SOUNDBITE (French), Dr, Ousmane Faye, Pasteur Institute of Dakar:
“This corridor is important for us, as it will allow us to have enough stock of laboratory products for the tests at the laboratory. We really had a problem. Whenever we ran out of products we had to order them all the way from France, although we have stocks in Dakar. Now with this corridor, we have the guaranty to have enough laboratory products available at all times.”

As of 30 September, WFP has provided 5,971 metric tons of food assistance to 430,000 people in the three countries in response to the Ebola outbreak, since April 2014. Food distributions are ongoing in both urban and rural areas, often house-to-house, one family at a time.

WFP has also contracted a ship for the Ebola response. It is currently in Cotonou, Benin, loading 7,000 metric tons of rice to be transported to Monrovia and Freetown.

SOUNDBITE (English) Denise Brown, WFP Regional Director:
“We are shifting our gears at the same time trying to keep up with the spread of the virus and it is a huge challenge for us, we are doing a lot, both in delivering food, logistic support, planes, helicopters, ships, building treatment centres, and I said to health partners tell us what more we can do, how we can do better to help you”

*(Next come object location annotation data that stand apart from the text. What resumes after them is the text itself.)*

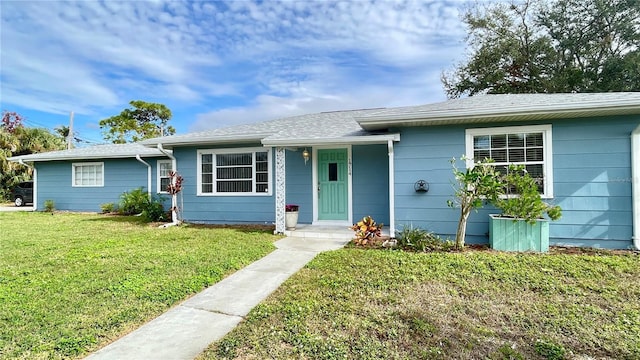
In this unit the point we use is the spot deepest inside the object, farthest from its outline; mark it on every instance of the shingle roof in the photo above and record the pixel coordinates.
(506, 107)
(318, 127)
(108, 151)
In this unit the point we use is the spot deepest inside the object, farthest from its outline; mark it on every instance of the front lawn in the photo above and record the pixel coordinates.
(70, 283)
(376, 304)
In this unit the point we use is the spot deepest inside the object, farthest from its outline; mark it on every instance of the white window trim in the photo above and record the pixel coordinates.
(159, 188)
(215, 152)
(73, 174)
(547, 147)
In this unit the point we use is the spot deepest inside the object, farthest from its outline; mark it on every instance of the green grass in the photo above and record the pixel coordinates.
(70, 283)
(376, 304)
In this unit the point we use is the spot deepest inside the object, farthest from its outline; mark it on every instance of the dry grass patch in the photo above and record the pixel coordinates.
(473, 305)
(70, 283)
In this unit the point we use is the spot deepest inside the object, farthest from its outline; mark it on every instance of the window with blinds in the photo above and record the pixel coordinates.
(87, 174)
(237, 171)
(519, 145)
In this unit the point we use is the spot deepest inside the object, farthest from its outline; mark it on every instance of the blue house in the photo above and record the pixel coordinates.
(340, 166)
(82, 179)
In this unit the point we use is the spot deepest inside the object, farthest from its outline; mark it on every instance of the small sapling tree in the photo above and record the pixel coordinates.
(473, 187)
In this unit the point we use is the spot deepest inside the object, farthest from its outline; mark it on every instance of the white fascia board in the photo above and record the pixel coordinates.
(354, 140)
(206, 140)
(79, 157)
(443, 117)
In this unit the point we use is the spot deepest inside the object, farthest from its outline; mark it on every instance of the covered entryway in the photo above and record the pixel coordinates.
(333, 184)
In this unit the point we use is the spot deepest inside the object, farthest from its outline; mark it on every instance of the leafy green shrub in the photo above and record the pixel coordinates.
(107, 208)
(523, 200)
(133, 202)
(154, 211)
(366, 230)
(49, 206)
(417, 239)
(550, 350)
(137, 201)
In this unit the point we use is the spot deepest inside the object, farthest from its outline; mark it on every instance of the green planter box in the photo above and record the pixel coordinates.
(507, 234)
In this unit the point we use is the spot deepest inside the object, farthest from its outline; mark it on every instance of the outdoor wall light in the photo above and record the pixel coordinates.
(421, 186)
(306, 155)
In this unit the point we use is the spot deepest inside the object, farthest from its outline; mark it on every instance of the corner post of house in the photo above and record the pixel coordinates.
(280, 190)
(392, 195)
(635, 185)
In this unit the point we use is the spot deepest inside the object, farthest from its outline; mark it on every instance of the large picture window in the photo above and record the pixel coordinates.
(234, 172)
(529, 146)
(87, 174)
(164, 169)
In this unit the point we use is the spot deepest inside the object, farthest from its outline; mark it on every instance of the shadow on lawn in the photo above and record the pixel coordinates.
(134, 220)
(139, 221)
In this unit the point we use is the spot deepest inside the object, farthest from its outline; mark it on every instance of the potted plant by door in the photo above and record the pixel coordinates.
(522, 225)
(291, 216)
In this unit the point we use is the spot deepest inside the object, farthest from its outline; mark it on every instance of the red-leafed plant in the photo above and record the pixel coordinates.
(366, 231)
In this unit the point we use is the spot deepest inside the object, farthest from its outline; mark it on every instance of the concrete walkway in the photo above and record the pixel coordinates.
(187, 329)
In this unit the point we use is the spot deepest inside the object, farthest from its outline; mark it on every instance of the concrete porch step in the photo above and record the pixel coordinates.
(307, 231)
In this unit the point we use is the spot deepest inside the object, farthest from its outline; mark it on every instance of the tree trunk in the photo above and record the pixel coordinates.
(462, 228)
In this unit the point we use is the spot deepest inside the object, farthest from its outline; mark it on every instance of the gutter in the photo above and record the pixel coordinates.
(635, 185)
(35, 183)
(174, 197)
(392, 194)
(354, 140)
(148, 174)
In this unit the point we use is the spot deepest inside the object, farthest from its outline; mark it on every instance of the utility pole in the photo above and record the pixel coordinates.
(70, 135)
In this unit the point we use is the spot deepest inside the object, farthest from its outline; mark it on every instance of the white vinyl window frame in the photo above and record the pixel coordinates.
(252, 151)
(163, 173)
(547, 149)
(88, 168)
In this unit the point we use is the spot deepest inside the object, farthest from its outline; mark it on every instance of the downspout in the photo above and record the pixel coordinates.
(35, 183)
(148, 174)
(635, 185)
(392, 195)
(174, 197)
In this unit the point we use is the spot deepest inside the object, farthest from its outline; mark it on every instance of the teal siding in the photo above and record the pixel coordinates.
(370, 194)
(120, 175)
(220, 209)
(592, 181)
(370, 182)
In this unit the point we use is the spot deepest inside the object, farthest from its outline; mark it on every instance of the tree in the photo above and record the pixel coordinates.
(143, 121)
(473, 188)
(536, 46)
(16, 140)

The mVAM (mobile Vulnerability Assessment Mapping) technology is being used to track the impact of the crisis on food security. In Sierra Leone, data collection via SMS has been completed for a total sample of 800 households. In Guinea and Liberia, WFP is preparing data collection through interactive voice response.

SOUNDBITE (English), Martin Penner, WFP spokesperson:
“Ebola is effecting Liberia in a number of ways, and for many people what it boils down to, is the fact that they just can’t get the food they need, that’s why the World Food Programme is organizing food distributions, especially in places where the virus is spreading rapidly, because one thing we want to do above all and that is make sure that this health emergency does not become a food emergency.”

Some 155 metric tons, worth US$ 1.4 million, of protective gear, emergency health kits and equipment to the region were dispatched from the UN Humanitarian Response Depot (UNHRD),

To date, WFP has received only 33 percent (US$ 42.6 million) of the US$ 126.9 million required for its global Ebola emergency operations until February 2015. This slow response has led WFP to borrow internal funds to provide urgent logistical support to humanitarian partners.